Metrojabaronline.com // Sukabumi, – Dewan Perwakilan Rakyat Daerah (DPRD) Kabupaten Sukabumi menggelar Rapat Paripurna Ke-13 Tahun Sidang 2026 di Ruang Rapat Utama DPRD Kabupaten Sukabumi, Kamis (6/8/2026). Dalam rapat tersebut, DPRD menetapkan Rancangan Peraturan Daerah (Raperda) tentang Penghormatan, Pelindungan, dan Pemenuhan Hak Penyandang Disabilitas menjadi Peraturan Daerah (Perda), sekaligus menandatangani Nota Kesepakatan Perubahan Kebijakan Umum Anggaran (KUA) dan Perubahan Prioritas dan Plafon Anggaran Sementara (PPAS) Tahun Anggaran 2026.
Rapat dipimpin Ketua DPRD Kabupaten Sukabumi Budi Azhar Mutawali, S.IP., didampingi Wakil Ketua II H. Usep dan Wakil Ketua III Ramzi Akbar Yusuf, S.M. Turut hadir Bupati Sukabumi Drs. H. Asep Japar, M.M., jajaran Forum Koordinasi Pimpinan Daerah (Forkopimda), para anggota DPRD, kepala perangkat daerah, para camat, serta tamu undangan.
Agenda rapat diawali dengan penyampaian laporan Badan Pembentukan Peraturan Daerah (Bapemperda) DPRD atas hasil pembahasan Raperda Disabilitas yang disampaikan Hendra Purnama, S.Si.
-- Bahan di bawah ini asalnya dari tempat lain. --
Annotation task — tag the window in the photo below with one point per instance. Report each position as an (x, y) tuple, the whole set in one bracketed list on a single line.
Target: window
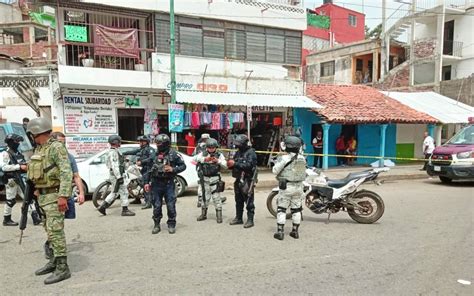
[(327, 69), (352, 20)]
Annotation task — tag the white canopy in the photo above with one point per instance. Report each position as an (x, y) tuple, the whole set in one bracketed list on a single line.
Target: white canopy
[(245, 99), (438, 106)]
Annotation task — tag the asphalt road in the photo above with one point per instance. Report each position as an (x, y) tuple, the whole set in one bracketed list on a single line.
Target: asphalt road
[(421, 246)]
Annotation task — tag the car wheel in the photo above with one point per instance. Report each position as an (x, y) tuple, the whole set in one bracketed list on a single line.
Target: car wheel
[(180, 186), (445, 180)]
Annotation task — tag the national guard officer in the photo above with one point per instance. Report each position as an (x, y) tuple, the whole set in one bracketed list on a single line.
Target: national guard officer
[(116, 164), (210, 163), (49, 169), (145, 155), (14, 161), (290, 171), (167, 164), (244, 170), (200, 147)]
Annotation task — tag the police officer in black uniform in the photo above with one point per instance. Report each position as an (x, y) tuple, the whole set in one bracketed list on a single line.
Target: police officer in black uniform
[(167, 164), (244, 166), (145, 155)]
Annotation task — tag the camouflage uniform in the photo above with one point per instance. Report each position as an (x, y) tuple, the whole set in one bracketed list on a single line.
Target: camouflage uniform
[(115, 164)]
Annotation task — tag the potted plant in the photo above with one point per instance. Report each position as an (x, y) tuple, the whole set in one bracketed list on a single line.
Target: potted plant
[(86, 60), (140, 65)]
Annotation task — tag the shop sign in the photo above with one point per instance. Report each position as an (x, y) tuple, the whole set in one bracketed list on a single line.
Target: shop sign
[(175, 117), (85, 146), (89, 115)]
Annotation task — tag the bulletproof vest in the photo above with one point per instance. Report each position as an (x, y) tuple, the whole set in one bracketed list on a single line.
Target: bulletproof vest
[(41, 169), (295, 171), (211, 169)]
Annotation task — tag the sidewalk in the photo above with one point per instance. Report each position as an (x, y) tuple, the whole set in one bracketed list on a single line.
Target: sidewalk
[(402, 172)]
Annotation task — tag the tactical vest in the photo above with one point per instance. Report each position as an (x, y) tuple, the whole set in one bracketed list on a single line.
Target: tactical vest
[(294, 172), (41, 170), (211, 169)]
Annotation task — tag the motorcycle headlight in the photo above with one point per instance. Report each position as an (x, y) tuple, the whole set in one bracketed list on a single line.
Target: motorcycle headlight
[(464, 155)]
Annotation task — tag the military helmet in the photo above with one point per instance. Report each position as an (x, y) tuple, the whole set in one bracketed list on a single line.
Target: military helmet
[(241, 141), (115, 140), (39, 125), (212, 143), (143, 138)]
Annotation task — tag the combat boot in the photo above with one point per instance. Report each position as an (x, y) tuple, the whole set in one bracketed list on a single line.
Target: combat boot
[(280, 235), (36, 218), (7, 221), (294, 232), (103, 207), (48, 268), (249, 222), (156, 228), (219, 216), (203, 214), (61, 272), (127, 212)]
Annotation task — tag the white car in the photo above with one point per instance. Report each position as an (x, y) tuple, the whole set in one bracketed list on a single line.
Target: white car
[(93, 171)]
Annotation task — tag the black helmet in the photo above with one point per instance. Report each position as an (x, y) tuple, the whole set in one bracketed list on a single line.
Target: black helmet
[(212, 143), (115, 140), (241, 141), (144, 139), (162, 142), (292, 144), (13, 141)]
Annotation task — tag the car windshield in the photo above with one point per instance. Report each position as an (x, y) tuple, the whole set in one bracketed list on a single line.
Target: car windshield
[(464, 137)]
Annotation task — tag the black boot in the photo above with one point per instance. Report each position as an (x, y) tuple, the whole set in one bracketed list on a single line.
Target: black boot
[(48, 268), (156, 228), (35, 218), (127, 212), (48, 252), (219, 216), (7, 221), (294, 232), (280, 235), (203, 214), (61, 272), (249, 222), (102, 207)]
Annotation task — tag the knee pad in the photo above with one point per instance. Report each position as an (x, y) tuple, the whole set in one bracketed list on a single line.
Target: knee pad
[(297, 210), (11, 202)]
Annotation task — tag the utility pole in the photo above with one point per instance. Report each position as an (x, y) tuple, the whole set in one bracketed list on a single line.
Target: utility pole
[(172, 66)]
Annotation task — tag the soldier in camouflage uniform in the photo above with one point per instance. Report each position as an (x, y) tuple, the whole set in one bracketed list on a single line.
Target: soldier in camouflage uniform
[(49, 169), (291, 172), (116, 164)]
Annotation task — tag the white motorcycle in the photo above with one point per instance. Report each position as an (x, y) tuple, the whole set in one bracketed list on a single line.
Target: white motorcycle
[(323, 195)]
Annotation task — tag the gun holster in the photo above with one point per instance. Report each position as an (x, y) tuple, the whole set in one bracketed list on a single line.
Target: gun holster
[(282, 184)]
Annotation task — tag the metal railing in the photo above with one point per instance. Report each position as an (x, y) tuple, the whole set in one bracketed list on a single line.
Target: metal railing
[(452, 48)]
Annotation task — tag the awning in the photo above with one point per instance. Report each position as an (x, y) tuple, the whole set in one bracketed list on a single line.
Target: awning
[(245, 99), (445, 109)]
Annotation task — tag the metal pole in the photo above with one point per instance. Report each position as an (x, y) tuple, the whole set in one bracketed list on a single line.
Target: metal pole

Selanjutnya, keputusan DPRD mengenai penetapan raperda tersebut dibacakan melalui berita acara oleh H. Wawan Godawan Saputra, S.IP., M.A.P.
Pada agenda berikutnya, Badan Anggaran DPRD melalui Wakil Ketua II DPRD, H. Usep, menyampaikan laporan hasil pembahasan Perubahan KUA dan Perubahan PPAS Tahun Anggaran 2026. Pembahasan bersama Tim Anggaran Pemerintah Daerah (TAPD) yang berlangsung pada 4–5 Agustus 2026 tersebut menjadi dasar penyusunan Rancangan Perubahan APBD Kabupaten Sukabumi Tahun Anggaran 2026.
Hasil pembahasan kemudian diformalkan melalui penandatanganan Berita Acara Persetujuan Bersama atas Raperda tentang Penghormatan, Pelindungan, dan Pemenuhan Hak Penyandang Disabilitas serta Nota Kesepakatan Perubahan KUA dan PPAS Tahun Anggaran 2026.
Dalam kesempatan tersebut, Bupati Sukabumi menyampaikan sambutan terkait Perubahan KUA-PPAS Tahun Anggaran 2026, pendapat akhir terhadap Raperda Disabilitas, sekaligus menyampaikan Nota Pengantar Raperda tentang Penyertaan Modal Daerah kepada Perusahaan Umum Daerah (Perumda) Pesona Pariwisata.
Rapat paripurna ditutup dengan penyampaian Nota Penjelasan Komisi IV DPRD atas Raperda Perubahan Peraturan Daerah Nomor 8 Tahun 2023 tentang Penyelenggaraan Ketenagakerjaan yang disampaikan Uden Abdunnatsir.
Dengan disahkannya Perda tentang Penghormatan, Pelindungan, dan Pemenuhan Hak Penyandang Disabilitas, Pemerintah Kabupaten Sukabumi kini memiliki landasan hukum yang lebih kuat dalam menjamin perlindungan, penghormatan, serta pemenuhan hak-hak penyandang disabilitas secara terarah dan berkelanjutan.
Sementara itu, disepakatinya Perubahan KUA dan PPAS Tahun Anggaran 2026 menjadi pijakan resmi bagi Pemerintah Kabupaten Sukabumi dalam menyusun Rancangan Perubahan APBD Tahun Anggaran 2026.
Adapun dua raperda lainnya, yakni Raperda tentang Penyertaan Modal Daerah kepada Perumda Pesona Pariwisata serta Raperda Perubahan Peraturan Daerah Nomor 8 Tahun 2023 tentang Penyelenggaraan Ketenagakerjaan, akan memasuki tahapan pembahasan lanjutan pada Rapat Paripurna DPRD yang dijadwalkan berlangsung pada Senin, 10 Agustus 2026. Agenda tersebut meliputi penyampaian pandangan umum fraksi-fraksi DPRD terhadap raperda penyertaan modal serta penyampaian pendapat Bupati atas raperda perubahan penyelenggaraan ketenagakerjaan.